Putusan Mahkamah Konstitusi tahun 2022 menegaskan bahwa kewenangan memilih pimpinan KPK berada di tangan presiden petahana, namun Prabowo memilih untuk tidak mengubah daftar calon akhir. DPR akan mewawancarai 10 calon tersebut sebelum memilih lima di antaranya sebagai pimpinan KPK masa jabatan 2024-2029.
Seruan kepada Prabowo untuk memulai kembali proses seleksi diprakarsai oleh Boyamin Sulaiman, koordinator Masyarakat Anti Korupsi Indonesia (MAKI), yang memperingatkan potensi konsekuensi hukum jika DPR melanjutkan pemilihan Jokowi. Mengutip Putusan Mahkamah Konstitusi Nomor 112/PUU-XX/2022, Boyamin menegaskan Jokowi tidak punya kewenangan membentuk panitia seleksi, apalagi menyerahkannya ke DPR untuk dibahas.
Hal serupa juga disuarakan oleh mantan Ketua KPK Abraham Samad, dan mendesak Prabowo untuk membentuk panitia seleksi baru dan memulai prosesnya dari awal, mengingat masih ada waktu untuk melakukannya.
Menteri Koordinator Hukum, Hak Asasi Manusia, Imigrasi, dan Pemasyarakatan Yusril Ihza Mahendra sudah bertemu dengan pimpinan KPK petahana Nawawi Pomolango, Nurul Ghufron, dan Johanis Tanak untuk menyampaikan keputusan Prabowo mempertahankan 10 calon yang diajukan Jokowi ke DPR.

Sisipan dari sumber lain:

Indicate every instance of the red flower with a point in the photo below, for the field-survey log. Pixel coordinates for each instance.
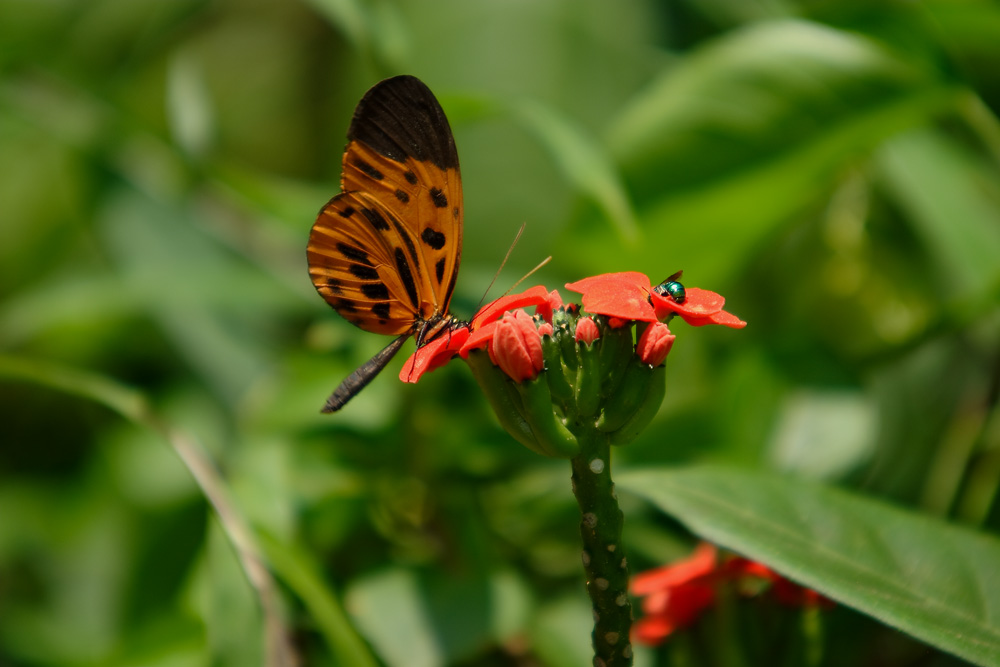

Yusril mengatakan, keputusan pemerintah tersebut berdasarkan Pasal 30 UU KPK yang mengamanatkan proses seleksi dimulai enam bulan sebelum masa jabatan kepemimpinan saat ini berakhir pada 20 Desember 2024. Ia juga menegaskan, pemerintah mempertimbangkan putusan Mahkamah Konstitusi yang memberikan satu kesempatan kepada Presiden untuk mengajukan calon pimpinan KPK ke DPR.
Yusril beralasan, keputusan yang diambil Prabowo adalah sebuah keseimbangan, memastikan hukum dan putusan Mahkamah Konstitusi ditegakkan.